His final international appearance for his country was on 23 March 1983 in a friendly match against the Soviet Union at the Parc des Princes stadium.

==Career in his later years==
After he retired as a football player, Mahut resettled in Fontainebleau. Beginning in early 1994, Mahut worked as an insurance agent in Moret-sur-Loing, which is about 10 km from Fontainebleau. He later became the manager of a Mutuelles du Mans Assurances (MMA) insurance agency in Moret-sur-Loing.

Besides the insurance business, Mahut was also active in local politics and sports administration. He was elected to the Fontainebleau town council. He assisted its mayor in sports-related affairs for almost a decade, starting from 2005. He was a member of the French Football Federation's National Ethics Council for four years, starting from 2010. Starting from 2012, he was a vice president of the Communauté de communes du Pays de Fontainebleau in charge of sports. From 1995 to 1998, Mahut was the president of Racing Club de Fontainebleau, the first club that he played for in his senior football career. He also served as the honorary president of that club right until his death. Mahut oversaw the initial stages of the 2013-2016 stade de la Faisanderie (Racing Club de Fontainebleau's home stadium) renovation project. In that project, the demolition of the old spectator stands were completed in December 2013 and the renovation works were scheduled to finish three years later.

==Personal life==
Mahut married Corinne, who was from Fontainebleau, in 1979. They had two sons, David and Mickey.

==Tributes==
"He (Mahut) will be remembered as a great professional on and off the pitch," said French Football Federation president Noël Le Graët. Le Graët also hailed Mahut as an "exemplary" and "talented" player who "unfortunately had gone far too soon".

==Death and funeral==
Mahut died in a Paris clinic in the early hours of 8 February 2014 after a long battle against cancer. He was survived by his wife, Corinne, their two sons (David and Mickey) and grandchildren.
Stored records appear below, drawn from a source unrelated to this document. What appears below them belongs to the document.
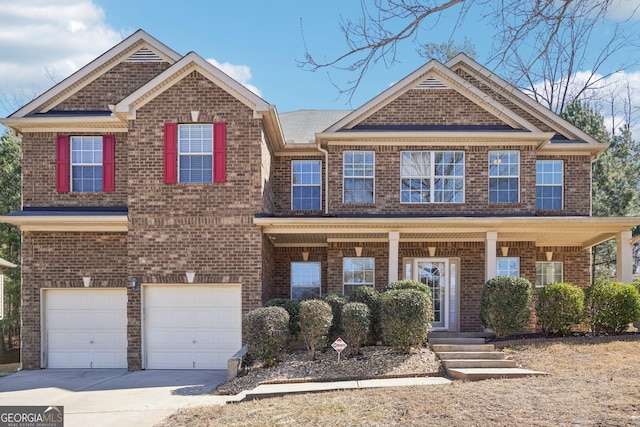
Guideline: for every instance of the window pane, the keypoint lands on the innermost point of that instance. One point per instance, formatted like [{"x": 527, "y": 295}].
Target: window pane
[{"x": 305, "y": 185}]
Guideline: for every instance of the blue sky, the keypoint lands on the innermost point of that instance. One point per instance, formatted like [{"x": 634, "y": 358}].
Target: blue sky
[{"x": 257, "y": 42}]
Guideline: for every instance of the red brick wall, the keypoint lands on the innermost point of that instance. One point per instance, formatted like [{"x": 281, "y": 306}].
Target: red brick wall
[
  {"x": 60, "y": 260},
  {"x": 113, "y": 86},
  {"x": 432, "y": 107},
  {"x": 39, "y": 174}
]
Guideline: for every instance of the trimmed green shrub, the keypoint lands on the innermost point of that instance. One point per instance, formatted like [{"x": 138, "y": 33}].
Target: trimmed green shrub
[
  {"x": 293, "y": 308},
  {"x": 611, "y": 306},
  {"x": 368, "y": 295},
  {"x": 505, "y": 304},
  {"x": 408, "y": 284},
  {"x": 355, "y": 324},
  {"x": 266, "y": 332},
  {"x": 406, "y": 317},
  {"x": 559, "y": 306},
  {"x": 336, "y": 301},
  {"x": 315, "y": 321}
]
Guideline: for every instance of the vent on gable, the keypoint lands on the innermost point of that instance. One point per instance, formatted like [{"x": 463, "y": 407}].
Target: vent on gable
[
  {"x": 431, "y": 83},
  {"x": 144, "y": 55}
]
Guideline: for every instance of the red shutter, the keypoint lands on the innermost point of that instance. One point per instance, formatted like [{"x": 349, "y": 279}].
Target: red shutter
[
  {"x": 108, "y": 163},
  {"x": 62, "y": 164},
  {"x": 220, "y": 152},
  {"x": 170, "y": 153}
]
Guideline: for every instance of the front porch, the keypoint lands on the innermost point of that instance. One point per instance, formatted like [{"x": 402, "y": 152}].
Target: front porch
[{"x": 455, "y": 256}]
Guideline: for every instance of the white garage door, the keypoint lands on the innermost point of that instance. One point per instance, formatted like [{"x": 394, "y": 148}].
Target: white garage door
[
  {"x": 86, "y": 328},
  {"x": 192, "y": 327}
]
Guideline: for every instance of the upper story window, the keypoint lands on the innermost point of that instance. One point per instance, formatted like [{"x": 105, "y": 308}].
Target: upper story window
[
  {"x": 549, "y": 181},
  {"x": 305, "y": 185},
  {"x": 504, "y": 176},
  {"x": 195, "y": 153},
  {"x": 86, "y": 164},
  {"x": 432, "y": 177},
  {"x": 357, "y": 272},
  {"x": 507, "y": 266},
  {"x": 358, "y": 175}
]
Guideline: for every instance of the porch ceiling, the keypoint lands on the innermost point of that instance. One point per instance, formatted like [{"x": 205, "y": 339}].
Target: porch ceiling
[{"x": 583, "y": 232}]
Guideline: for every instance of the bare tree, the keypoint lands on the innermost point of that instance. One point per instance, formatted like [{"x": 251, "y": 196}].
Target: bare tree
[{"x": 541, "y": 27}]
Mahut's funeral took place at the Roman Catholic Church of Saint Louis in Fontainebleau at 1030am on 13 February 2014. The funeral was attended by 800 persons that comprised his family, friends, members of the Fontainebleau town council (including Frédéric Valletoux, the town's mayor) and dozens of his former football teammates such as Patrick Battiston, Maxime Bossis, Luis Fernandez, Yannick Stopyra and Luc Sonor. He was later buried at that town's cemetery.